Done. Now, Job lays out his grievance: “What are my errors and sins? Reveal to me my transgression and my sin. Why do you hide your face And consider me your enemy? Will you try to frighten a windblown leaf Or chase after dry stubble? For you keep recording bitter accusations against me, And you make me answer for the sins of my youth. You have put my feet in stocks, You scrutinize all my paths, And you trace out each of my footprints.” (23-28)
“Scrutinize all my paths” and “trace out each of my footprints:” worse than Alexa, he thinks God is. And the thought that He still holds “the sins of my youth” against him? What a burden to bear! There are no recent sins of consequence, he thinks, but what if God still punishes those of long ago? You can see why people would welcome the Christian model that Jesus died to offset the penalty of sin inherited from Adam. All one need to is put faith in that arrangement and avoid repeating them, and they’re good. With this NT development, there is tangible proof that sins put behind us are forgiven.
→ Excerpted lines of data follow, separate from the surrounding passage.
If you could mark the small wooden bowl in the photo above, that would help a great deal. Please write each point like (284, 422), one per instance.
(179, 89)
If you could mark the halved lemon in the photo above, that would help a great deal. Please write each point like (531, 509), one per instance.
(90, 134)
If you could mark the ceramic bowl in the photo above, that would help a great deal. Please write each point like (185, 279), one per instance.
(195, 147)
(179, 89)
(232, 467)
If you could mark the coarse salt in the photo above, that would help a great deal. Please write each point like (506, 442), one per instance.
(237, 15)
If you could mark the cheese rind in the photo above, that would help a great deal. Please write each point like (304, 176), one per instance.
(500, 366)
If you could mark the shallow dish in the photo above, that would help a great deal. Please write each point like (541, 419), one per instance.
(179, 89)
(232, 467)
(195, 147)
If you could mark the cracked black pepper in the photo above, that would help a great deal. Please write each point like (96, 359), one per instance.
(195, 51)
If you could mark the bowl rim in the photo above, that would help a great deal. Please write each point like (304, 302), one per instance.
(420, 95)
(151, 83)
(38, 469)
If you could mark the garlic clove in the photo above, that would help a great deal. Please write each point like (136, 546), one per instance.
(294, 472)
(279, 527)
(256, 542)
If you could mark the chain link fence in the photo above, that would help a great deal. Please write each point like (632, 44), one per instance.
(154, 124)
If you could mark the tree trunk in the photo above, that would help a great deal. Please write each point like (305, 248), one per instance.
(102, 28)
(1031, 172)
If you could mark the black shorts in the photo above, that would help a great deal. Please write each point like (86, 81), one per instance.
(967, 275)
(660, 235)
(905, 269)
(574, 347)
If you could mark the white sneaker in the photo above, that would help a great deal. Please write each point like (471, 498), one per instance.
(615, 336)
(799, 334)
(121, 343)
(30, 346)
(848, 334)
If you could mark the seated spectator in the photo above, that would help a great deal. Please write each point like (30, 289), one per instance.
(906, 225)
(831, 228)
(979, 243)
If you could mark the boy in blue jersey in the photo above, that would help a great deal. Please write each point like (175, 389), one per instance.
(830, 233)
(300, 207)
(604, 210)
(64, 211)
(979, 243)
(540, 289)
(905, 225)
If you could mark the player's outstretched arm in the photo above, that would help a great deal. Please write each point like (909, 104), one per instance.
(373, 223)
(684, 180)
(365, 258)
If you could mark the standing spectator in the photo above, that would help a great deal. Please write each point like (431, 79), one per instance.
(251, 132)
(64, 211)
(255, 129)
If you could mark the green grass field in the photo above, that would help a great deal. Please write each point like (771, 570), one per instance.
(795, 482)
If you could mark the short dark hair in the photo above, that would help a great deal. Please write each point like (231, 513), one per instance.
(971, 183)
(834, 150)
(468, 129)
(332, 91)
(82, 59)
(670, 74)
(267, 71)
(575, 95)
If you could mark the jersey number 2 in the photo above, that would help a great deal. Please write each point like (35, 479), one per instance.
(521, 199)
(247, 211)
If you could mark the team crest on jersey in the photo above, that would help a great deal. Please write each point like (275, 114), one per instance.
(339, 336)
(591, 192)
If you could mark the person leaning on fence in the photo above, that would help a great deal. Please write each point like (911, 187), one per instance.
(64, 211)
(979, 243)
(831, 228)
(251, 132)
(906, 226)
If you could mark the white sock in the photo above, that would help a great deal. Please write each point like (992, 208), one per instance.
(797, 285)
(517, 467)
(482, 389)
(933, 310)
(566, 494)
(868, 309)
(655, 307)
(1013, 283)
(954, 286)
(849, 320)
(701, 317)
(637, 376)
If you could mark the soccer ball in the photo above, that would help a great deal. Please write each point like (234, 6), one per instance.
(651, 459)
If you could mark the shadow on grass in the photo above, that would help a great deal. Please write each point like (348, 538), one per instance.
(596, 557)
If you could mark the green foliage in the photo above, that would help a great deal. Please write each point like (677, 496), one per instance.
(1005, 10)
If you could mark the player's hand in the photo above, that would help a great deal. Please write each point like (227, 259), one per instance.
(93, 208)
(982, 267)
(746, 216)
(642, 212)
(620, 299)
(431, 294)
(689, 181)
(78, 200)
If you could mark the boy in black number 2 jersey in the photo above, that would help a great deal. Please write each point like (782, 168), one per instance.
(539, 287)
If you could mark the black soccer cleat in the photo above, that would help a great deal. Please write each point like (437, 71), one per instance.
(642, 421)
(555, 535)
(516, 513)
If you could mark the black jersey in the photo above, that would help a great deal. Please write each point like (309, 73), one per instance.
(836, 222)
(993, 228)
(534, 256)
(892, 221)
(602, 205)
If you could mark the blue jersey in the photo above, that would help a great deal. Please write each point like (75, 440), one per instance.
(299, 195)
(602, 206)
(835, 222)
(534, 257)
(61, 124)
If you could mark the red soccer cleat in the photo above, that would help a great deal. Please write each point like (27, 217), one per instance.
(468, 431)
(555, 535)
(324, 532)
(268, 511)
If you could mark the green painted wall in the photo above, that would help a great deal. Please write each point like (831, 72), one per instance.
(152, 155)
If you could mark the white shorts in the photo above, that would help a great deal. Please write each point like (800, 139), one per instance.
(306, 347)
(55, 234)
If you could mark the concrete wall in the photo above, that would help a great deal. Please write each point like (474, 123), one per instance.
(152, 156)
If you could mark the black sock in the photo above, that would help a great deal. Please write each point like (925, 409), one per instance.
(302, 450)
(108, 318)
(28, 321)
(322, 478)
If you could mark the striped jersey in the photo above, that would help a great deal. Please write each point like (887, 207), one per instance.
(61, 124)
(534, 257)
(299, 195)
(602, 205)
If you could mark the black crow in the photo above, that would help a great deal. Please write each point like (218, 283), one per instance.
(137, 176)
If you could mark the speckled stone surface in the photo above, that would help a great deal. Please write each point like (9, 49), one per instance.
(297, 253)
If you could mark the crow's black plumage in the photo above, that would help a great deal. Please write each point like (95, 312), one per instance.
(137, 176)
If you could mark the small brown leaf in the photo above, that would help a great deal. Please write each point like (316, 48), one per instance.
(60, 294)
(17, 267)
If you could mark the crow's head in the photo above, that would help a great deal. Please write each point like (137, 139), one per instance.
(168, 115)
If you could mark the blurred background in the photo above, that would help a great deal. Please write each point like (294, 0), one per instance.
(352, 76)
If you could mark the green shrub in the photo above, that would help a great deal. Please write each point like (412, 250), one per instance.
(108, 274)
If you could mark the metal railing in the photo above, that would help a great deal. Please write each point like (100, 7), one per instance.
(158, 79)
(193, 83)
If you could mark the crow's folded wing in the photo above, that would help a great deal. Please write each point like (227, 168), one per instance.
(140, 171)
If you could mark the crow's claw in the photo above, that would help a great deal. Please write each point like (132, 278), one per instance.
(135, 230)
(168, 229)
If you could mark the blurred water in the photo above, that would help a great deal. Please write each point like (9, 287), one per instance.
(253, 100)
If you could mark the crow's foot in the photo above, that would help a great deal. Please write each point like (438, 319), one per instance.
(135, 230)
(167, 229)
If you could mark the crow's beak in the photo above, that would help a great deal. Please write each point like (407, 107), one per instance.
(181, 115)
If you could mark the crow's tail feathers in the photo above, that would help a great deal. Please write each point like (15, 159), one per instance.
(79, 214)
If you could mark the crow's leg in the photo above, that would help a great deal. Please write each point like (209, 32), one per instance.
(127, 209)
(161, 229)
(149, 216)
Though, some still think that way, anyhow; guilt has a way of being tenacious. But they don’t have to, is the point, notwithstanding that the consequences of a past bad decision might not plague us. You’ll just have to man up and accept it, but that does not mean God is doing such as a punishment.
What if my dad still had it in for me for borrowing his Rambler—or was it mine by then?—and running it through snowbanks on a joyride with friends? The next morning when it wouldn’t start, he came out to help, popped the hood, and you couldn’t see the engine, so packed it was with snow under that hood! “This is a car—not a tractor!” he groused.
Or what if I had run someone over on that drive while under the influence? Thank ‘Mothers Against Drunk Driving,’ which did not exist at the time, that such recklessness today is relatively rare, whereas it used to be common as bread. And if you ran someone over, it was, ‘Hey, what do you expect? Sorry, but I was drunk. You know how it is.’ Now, it would mean serious jail time, huge monetary fine, and loss of driving privilege—none of which would be punishment from God, but the consequences of bad actions. Fortunately, I didn’t run over anyone.
And if Job is filing a brief against God, it seems clear that his three associates will not be witnesses for the defense. Nor will they be for the prosecution, as they have repeatedly said wrong things about God. They’ll just serve as people in the gallery hurling catcalls. That’s why it would be best if they shut up:
If only you would keep absolutely silent, That would show wisdom on your part. Listen, please, to my arguments, And pay attention to the pleadings of my lips. Will you speak unjustly on God’s behalf, And will you speak deceitfully for him? Will you take his side, Will you try to plead the case of the true God? Would it turn out well if he examined you? Will you fool him as you would a mortal man? He will surely rebuke you If you secretly try to show favoritism. (13:5-10)
After all, what do they really have to contribute?
Your wise sayings are proverbs of ashes; Your defenses are as fragile as defenses of clay. Keep silent before me, so that I may speak. Then let whatever may come upon me come! (12-13)
The trouble with people who should shut up is that they seldom do.